Ce volume d'essais, d'entretiens et d'articles, reprend pour partie les précédents recueils intitulés
Interventions,
Interventions 2, et
Lanzarote et autres textes. La seconde moitié du livre contient d'autres proses du même genre, mais publiées de façon dispersée dans la presse, de là sans doute l'impression de désordre que des lecteurs peu habitués aux recueils d'essais (dont la forme fouillis vient de
Montaigne) ont pu ressentir.
Les textes que j'ai découverts ont été écrits entre 2003 et 2019, et ils permettent de constater que le Milieu, éditeurs, écrivains journalistes, et autres figures connues des médias et de Babelio, continuent de parler à
Michel Houellebecq, qui consent lui-même à leur répondre. Pourtant il n'a pas les opinions qu'il faut, mais il n'a pas été éliminé de la scène, grâce au succès de ses livres et aussi, peut-être, à ses dons diplomatiques. La "cancel culture" (oui, on appelle cela culture) ne l'a pas atteint, bien qu'il ait été classé par
Edwy Plenel, Lindenberg,
Assouline, Joffrin etc, parmi les néo-réactionnaires. On s'attendra donc à des propos nauséabonds.

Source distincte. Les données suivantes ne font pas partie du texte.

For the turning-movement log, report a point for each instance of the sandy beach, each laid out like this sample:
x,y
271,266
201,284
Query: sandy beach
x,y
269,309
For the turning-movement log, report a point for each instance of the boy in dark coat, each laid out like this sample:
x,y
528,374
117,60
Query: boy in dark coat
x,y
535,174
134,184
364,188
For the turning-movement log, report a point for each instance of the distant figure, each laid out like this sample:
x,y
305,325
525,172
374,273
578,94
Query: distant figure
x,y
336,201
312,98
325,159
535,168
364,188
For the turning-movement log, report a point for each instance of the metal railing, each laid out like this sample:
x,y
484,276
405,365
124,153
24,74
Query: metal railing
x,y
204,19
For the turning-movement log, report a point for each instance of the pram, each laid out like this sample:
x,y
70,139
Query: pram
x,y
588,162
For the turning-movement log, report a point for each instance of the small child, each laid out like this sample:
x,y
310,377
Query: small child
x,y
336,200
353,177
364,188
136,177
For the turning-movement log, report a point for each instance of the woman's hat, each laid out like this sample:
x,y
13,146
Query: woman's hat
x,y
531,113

Pour ce qui est du contenu, l'impression de variété, ou de fouillis, n'est qu'apparente, car le dernier essai du livre, sur la mort de
Vincent Lambert, résume bien les idées fondamentales de l'auteur sur l'homme, la morale et la société, rédigées dans un style sobre et sans nulle confusion. Son esthétique apparaît bien dans un essai déjà ancien (1992), "
Jacques Prévert est un con", réédité au début du volume. Entre ces deux termes, on s'intéressera aux effets de sa formation scientifique sur sa vision du monde et de la littérature. La philosophie d'
Auguste Comte revient souvent, et a laissé une profonde marque sur la pensée de l'auteur. On n'oubliera pas que
Michel Houellebecq est un artiste qui a lu toute sa vie (c'est le titre d'un des essais) : ses jugements littéraires, ses goûts, se discutent, et sont toujours intéressants, car il ne se laisse pas abuser par les fausses gloires mal acquises.
On retrouve ici une personnalité d'écrivain, mais non le plaisir que procurent la forme, le style, l'imagination romanesques ; de là viennent sans doute les réserves de
Michel Houellebecq lui-même à l'égard de son propre livre.